Wild Fisheries: Ancestral Notes in the Symphony
When I visit fishing communities, I don’t just see seafood being harvested — I see tradition, identity, and culture woven into every net. Generations of families have learned how to fish responsibly, protecting the very waters that feed them.
In the United States, laws like the Magnuson-Stevens Act have rebuilt more than 40 fish stocks since 2000, proving that good governance can heal oceans and sustain communities. In Europe, the Common Fisheries Policy has made similar progress, slowly pulling stocks back from collapse and setting science-based quotas that matter not just for fish, but for the people whose livelihoods depend on them.

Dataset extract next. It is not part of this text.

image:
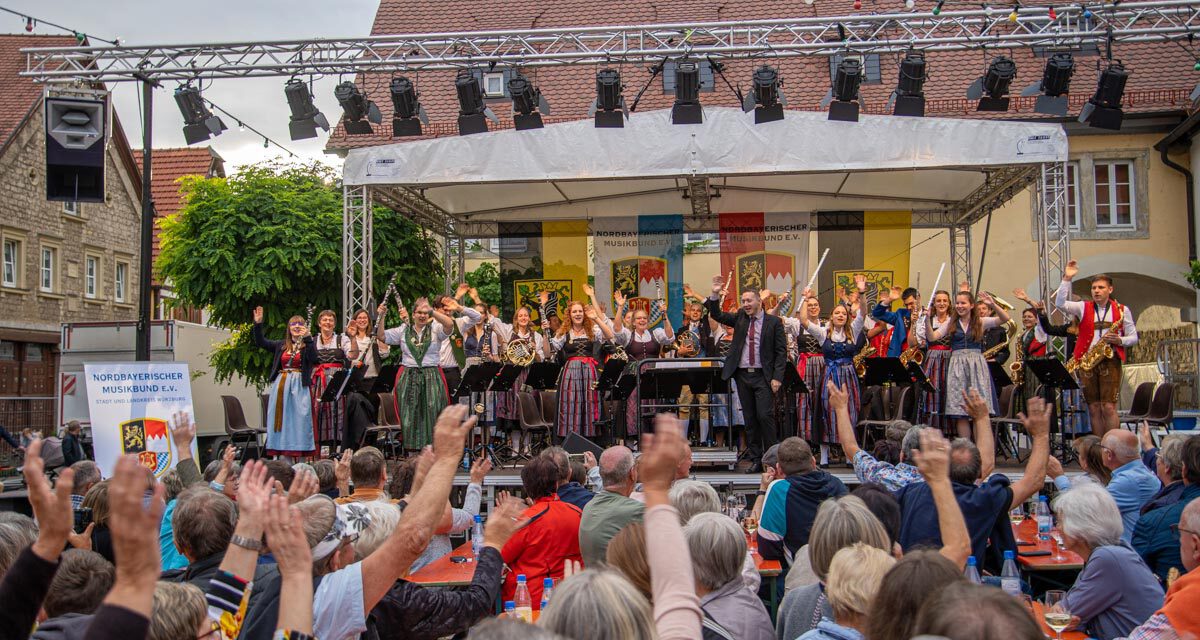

Wild fisheries are like your grandmother’s recipe book — worn, dog-eared, with notes in the margins. They are an inheritance of wisdom, a living memory of how humans have worked with the ocean for centuries. Protecting them is not just about keeping fish on the menu — it’s about honoring heritage, ensuring fair livelihoods, and caring for ecosystems that sustain us all.
Aquaculture: Composing the Future
Now picture aquaculture as jazz — experimental, evolving, a little daring. More than half of the seafood we eat today is farmed, and that share will only grow. When done responsibly, aquaculture relieves pressure on wild stocks, creates jobs, and can even improve ecosystems.
Mussels and oysters, for example, are nature’s water filters — cleaning coastal waters while feeding communities. Seaweed farms act like carbon sponges, drawing down emissions while producing nutritious food. In the Netherlands, integrated aquaculture systems are being tested to recycle nutrients and restore ecological balance, while in the U.S. and Asia, smallholder shrimp farmers are experimenting with mangrove-integrated systems that protect coastlines as they raise seafood.
These examples remind us that aquaculture isn’t one thing — it’s a spectrum of practices. Some are harmful, yes. But many small-scale aquaculture farmers are pioneering low-impact methods that meet or exceed the standards of certified operations, even if they lack the official seal.
Beyond Labels and Lists
Certifications and consumer guides are valuable — they give consumers confidence and hold producers accountable. But they are not the whole story. For many small-scale fishers and aquaculture farmers, certification is out of reach financially, even when their practices are excellent.
It’s like having a farmer with the most flavorful, responsibly grown tomatoes you’ve ever tasted, but no USDA or EU organic label. Would you really dismiss those tomatoes just because they weren’t “certified”?
Seafood is no different. If we only trust color-coded lists, we risk excluding the very producers who are quietly doing things right. Some of the most responsible fishers and farmers — whether in Southeast Asia, the Mediterranean, or right here in the Netherlands — may never appear on a “green list,” but their products deserve our support.
That’s why I believe the best path forward is knowing your source — asking questions, visiting producers, and building trust. Sustainability is not a logo on a package. It’s the integrity of the people behind the product.
A Shared Future
Here’s the truth: it’s not wild or farmed. It’s wild and farmed. Like an orchestra, both are needed to create the full sound. Like a meal, both are needed to nourish our future.
And whether you’re a chef, a policymaker, or simply someone deciding what to cook on a Tuesday night, your choices ripple outward. They touch coastal communities, ecosystems, and future generations.
When you choose responsibly — whether it’s a wild-caught herring from the North Sea, farmed mussels from Zeeland, or shrimp from a farmer restoring mangroves in Asia — you are voting for a better food system.
Sustainable seafood isn’t some abstract issue debated in conference halls. It’s the story of the food on your plate, the people behind it, and the ecosystems that make it possible. And just like music, when everyone plays their part — in balance — the result is extraordinary.